The best known in the British market are the five-star Golden Bay Beach Hotel and Palm Beach Hotel & Bungalows, which will reopen after renovation on March 1.
But Cyplon has also reported strong sales for the all-inclusive Princess Beach Hotel and Lordos Beach Hotel, which suit couples and families alike thanks to their sandy beaches and shallow waters.
Olympic Holidays has added the three-star Amorgos Boutique Hotel in the town centre, close to Finikoudes Beach, and two-star Costantiana Beach Hotel Apartments at McKenzie Beach, for this summer.
With its rising tide of unique hotels, a packed programme of cultural activities (free in winter thanks to a local tourist board initiative), and investment in activities that stretch far beyond the beach, it seems Larnaca is moving out of the simple bucket-and-spade bracket and becoming a much more well-rounded destination that is worthy of another look.
Olympic Holidays offers seven nights’ B&B at the three-star Amorgos Boutique Hotel from £446, departing June 15, including flights from Gatwick and transfers. olympicholidays.com
Classic Collection Holidays features a week’s B&B at Palm Beach Hotel & Bungalows from £632 in April, including flights and private transfers. classic-collection.co.uk
Planet Holidays offers a week’s B&B at Ciao Stelio over Valentine’s Day, priced from £477, flying on February 9 from Gatwick with Norwegian Airlines. planet-holidays.co.uk
Tried & Tested: Hotel Opera
The entrance to this 13-room hotel is so low key as to be almost invisible.
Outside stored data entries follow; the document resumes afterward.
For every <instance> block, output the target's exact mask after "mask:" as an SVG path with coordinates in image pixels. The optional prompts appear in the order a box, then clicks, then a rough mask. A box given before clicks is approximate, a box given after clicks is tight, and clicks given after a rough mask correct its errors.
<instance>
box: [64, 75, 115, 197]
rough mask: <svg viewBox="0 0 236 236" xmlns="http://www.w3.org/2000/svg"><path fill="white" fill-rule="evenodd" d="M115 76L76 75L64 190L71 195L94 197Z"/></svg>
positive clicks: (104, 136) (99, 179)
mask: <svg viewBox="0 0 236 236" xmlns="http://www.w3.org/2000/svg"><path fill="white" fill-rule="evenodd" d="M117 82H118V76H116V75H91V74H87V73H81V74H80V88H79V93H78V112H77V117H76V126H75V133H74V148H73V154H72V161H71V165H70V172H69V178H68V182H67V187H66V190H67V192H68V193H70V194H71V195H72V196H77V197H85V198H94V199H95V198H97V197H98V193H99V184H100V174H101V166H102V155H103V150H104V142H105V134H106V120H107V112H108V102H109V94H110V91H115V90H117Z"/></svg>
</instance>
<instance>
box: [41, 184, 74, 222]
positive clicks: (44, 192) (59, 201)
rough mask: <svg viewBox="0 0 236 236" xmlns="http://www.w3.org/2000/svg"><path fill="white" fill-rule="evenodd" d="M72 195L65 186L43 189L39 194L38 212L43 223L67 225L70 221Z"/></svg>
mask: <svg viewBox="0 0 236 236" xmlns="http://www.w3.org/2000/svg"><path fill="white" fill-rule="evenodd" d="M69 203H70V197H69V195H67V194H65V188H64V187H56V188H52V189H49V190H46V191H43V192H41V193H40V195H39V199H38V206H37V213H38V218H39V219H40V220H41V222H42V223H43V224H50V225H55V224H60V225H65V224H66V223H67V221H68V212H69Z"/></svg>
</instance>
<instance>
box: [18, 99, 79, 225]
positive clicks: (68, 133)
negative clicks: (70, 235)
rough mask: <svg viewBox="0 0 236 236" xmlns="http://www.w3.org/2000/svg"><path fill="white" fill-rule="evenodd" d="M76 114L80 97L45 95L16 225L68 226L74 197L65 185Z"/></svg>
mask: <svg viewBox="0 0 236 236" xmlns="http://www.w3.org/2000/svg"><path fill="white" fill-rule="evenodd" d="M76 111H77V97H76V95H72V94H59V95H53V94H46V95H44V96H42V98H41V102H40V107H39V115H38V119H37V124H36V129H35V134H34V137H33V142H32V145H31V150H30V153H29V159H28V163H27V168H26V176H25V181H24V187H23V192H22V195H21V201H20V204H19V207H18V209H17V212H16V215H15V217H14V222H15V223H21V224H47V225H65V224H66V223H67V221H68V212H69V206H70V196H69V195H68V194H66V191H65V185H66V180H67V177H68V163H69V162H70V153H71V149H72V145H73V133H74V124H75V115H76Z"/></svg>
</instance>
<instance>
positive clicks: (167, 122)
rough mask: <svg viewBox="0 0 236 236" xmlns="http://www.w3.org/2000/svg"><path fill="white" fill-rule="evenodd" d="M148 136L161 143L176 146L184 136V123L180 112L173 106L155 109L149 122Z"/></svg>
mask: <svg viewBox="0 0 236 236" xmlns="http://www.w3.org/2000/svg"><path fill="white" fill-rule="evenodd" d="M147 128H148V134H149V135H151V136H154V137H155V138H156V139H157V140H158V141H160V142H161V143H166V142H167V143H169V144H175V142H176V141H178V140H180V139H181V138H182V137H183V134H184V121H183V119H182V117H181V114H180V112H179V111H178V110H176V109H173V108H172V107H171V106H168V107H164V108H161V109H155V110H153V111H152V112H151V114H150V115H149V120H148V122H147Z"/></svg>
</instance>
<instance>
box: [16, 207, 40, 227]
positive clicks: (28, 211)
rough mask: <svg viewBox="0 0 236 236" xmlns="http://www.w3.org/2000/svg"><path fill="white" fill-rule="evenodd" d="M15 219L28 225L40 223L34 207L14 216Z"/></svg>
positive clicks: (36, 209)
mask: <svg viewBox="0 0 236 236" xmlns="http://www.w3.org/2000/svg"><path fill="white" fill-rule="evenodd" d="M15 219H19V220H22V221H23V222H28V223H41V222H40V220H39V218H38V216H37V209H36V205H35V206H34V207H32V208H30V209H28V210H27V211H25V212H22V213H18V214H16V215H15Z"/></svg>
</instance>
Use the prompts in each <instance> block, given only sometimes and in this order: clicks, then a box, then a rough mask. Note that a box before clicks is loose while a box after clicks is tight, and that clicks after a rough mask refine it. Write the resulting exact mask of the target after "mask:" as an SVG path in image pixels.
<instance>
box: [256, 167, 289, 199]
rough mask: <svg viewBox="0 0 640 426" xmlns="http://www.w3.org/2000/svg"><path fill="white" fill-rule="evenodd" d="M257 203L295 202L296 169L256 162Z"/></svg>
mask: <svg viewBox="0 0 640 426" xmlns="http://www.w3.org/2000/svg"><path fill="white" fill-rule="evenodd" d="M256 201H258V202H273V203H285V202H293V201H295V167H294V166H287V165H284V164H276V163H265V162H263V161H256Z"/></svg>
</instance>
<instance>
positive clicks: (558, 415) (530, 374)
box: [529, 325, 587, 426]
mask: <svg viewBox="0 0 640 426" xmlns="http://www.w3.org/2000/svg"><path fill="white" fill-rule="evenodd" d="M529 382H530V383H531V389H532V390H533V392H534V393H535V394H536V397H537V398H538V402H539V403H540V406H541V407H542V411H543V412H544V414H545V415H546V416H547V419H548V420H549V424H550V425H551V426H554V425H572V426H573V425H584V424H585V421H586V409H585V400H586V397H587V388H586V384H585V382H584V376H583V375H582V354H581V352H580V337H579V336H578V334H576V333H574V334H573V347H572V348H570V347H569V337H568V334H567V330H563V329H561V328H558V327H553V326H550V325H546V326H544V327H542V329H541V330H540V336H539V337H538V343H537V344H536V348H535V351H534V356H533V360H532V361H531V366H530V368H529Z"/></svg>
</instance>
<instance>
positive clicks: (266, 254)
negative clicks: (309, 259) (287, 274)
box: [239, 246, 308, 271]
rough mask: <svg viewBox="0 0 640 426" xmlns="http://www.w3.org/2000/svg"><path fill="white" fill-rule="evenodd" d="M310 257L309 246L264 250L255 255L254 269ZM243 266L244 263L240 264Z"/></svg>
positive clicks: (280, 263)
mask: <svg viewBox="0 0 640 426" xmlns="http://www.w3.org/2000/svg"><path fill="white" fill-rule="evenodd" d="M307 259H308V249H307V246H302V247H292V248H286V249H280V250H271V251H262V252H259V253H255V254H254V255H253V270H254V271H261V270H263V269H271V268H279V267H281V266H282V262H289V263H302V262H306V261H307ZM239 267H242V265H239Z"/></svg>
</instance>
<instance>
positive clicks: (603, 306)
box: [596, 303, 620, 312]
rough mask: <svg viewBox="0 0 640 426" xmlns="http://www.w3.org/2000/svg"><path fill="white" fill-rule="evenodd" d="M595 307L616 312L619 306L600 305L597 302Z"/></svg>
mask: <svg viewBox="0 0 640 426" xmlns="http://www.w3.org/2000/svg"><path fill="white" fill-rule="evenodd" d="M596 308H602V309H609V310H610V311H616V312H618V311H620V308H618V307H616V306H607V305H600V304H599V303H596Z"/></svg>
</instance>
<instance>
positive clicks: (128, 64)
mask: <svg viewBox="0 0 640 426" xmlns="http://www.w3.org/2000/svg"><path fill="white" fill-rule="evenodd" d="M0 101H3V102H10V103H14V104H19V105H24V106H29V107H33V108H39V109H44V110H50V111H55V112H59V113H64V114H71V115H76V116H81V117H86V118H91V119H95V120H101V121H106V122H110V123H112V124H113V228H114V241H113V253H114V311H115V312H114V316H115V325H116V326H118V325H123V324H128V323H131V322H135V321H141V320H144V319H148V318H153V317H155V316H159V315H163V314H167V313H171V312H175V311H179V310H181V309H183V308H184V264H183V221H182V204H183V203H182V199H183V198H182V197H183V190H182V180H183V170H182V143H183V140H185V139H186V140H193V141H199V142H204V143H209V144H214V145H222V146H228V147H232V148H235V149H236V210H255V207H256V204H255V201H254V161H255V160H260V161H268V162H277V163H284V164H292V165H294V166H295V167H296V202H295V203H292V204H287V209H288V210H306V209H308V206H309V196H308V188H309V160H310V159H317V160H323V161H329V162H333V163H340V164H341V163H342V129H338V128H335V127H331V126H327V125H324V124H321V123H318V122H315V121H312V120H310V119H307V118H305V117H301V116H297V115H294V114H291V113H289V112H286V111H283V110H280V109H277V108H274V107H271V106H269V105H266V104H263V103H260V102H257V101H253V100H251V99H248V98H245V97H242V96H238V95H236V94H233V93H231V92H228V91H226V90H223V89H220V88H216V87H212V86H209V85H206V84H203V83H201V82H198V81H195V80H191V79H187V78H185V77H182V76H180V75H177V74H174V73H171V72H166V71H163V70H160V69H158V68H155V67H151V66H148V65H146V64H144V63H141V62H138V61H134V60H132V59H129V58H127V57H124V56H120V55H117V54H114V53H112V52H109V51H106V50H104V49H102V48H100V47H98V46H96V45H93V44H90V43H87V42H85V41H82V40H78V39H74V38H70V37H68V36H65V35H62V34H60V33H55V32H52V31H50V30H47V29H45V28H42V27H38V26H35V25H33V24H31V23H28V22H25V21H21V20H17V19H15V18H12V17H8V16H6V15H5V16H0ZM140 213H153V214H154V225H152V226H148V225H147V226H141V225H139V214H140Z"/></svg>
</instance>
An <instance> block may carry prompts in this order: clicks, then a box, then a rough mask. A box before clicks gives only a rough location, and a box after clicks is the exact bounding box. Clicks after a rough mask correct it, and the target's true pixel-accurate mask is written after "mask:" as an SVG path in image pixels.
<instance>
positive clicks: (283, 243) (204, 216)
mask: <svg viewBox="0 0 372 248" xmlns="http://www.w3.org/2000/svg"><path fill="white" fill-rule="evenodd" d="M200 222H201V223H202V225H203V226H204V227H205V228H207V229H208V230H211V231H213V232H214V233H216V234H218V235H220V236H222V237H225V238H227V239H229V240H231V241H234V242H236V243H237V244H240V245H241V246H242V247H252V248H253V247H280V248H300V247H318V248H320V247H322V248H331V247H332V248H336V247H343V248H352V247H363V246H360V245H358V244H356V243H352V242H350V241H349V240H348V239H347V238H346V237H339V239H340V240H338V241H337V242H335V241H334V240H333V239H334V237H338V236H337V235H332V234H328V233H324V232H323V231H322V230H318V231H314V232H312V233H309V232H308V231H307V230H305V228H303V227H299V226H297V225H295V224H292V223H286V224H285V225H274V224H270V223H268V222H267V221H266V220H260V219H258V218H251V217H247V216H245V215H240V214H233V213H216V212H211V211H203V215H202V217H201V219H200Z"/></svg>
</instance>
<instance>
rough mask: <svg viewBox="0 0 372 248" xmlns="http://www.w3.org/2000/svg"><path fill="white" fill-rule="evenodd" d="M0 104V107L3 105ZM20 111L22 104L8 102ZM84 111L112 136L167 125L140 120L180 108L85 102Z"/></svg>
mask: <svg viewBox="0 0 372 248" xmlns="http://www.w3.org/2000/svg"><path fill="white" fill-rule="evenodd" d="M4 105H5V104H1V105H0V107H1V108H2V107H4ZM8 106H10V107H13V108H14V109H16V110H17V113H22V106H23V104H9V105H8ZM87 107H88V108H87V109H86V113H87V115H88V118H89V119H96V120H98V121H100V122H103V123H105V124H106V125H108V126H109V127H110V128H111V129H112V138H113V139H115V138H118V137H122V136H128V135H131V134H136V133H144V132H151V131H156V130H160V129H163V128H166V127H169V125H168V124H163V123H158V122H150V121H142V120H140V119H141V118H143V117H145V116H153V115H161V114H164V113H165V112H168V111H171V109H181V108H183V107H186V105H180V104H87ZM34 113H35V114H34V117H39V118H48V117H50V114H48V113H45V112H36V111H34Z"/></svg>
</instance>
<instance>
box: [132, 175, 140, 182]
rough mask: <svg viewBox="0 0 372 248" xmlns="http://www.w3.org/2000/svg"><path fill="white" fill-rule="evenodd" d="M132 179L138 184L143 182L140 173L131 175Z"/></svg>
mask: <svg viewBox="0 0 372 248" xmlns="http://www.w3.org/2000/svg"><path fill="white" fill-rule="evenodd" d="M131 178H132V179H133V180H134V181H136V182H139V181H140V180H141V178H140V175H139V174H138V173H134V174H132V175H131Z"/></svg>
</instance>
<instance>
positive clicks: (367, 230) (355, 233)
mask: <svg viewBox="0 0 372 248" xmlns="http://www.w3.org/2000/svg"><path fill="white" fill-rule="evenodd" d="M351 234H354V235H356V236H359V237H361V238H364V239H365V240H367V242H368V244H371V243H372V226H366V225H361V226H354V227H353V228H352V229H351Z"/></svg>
Hidden away up a flight of marble stairs on the corner of St Lazarus Square (and in Larnaca’s old town, it doesn’t get more central than that), it’s as un-showy as could be.
Yet on reaching the small but friendly first-floor lobby, that starts to make sense. Between bright and airy decor, a shaded veranda perfect for lounging on warmer days, and a self-service bar where guests can help themselves to coffee and cake, this place is all about making people feel at home.
It’s been open only two years, and its simple rooms still feel remarkably fresh, filled with nautical-themed artworks created by the owner himself. They aren’t plush, but most boast their own fridge and balcony, some overlooking the lively square below.
It’s more likely to suit couples than families (although executive rooms can accommodate a camp bed, plus rooms one and two branch off their own lobby like a separate apartment), but it’s a comfortable choice for clients who prefer to avoid the trappings of a large beachfront resort in favour of a simple but central hotel.
Book it: Rooms start at €50 in low season and €70 in summer. hoteloperalarnaca.com
6 of the best winter activities
Larnaka Tourism Board offers complimentary activities for guests staying in the region between November and April.
Mondays: Bird watching at Voroklini Lake and a basket-weaving workshop.
Tuesdays: Visit to Mazotos Camel Park.
Wednesdays: ‘Larnaka: Past and Present’ guided walk.
Thursdays: Halloumi-making and a traditional flour mill in Athienou village.
Fridays: Guided tour of pottery workshops in Larnaca’s Scala district.
Saturdays: Villages tour with lace-making in Lefkara, wine-tasting in Kato Drys and local food in Skarinou.
Ask the expert
Photis Lambrianides, commercial director, Olympic Holidays:
“Larnaca has been the most underrated resort for a long time, but it has transformed into Cyprus’s coolest and most vibrant resort, particularly the seafront area of Finikoudes. The marina has been enlarged and modernised, and the beach has been widened to offer lots of umbrellas and deckchairs. Some of the bars and cafes have big plasma TVs screening the important matches taking place in Europe – a big plus for football fans – and with its shallow waters, the McKenzie Beach area offers excellent swimming. At night, its plethora of restaurants makes it the liveliest and most popular area.”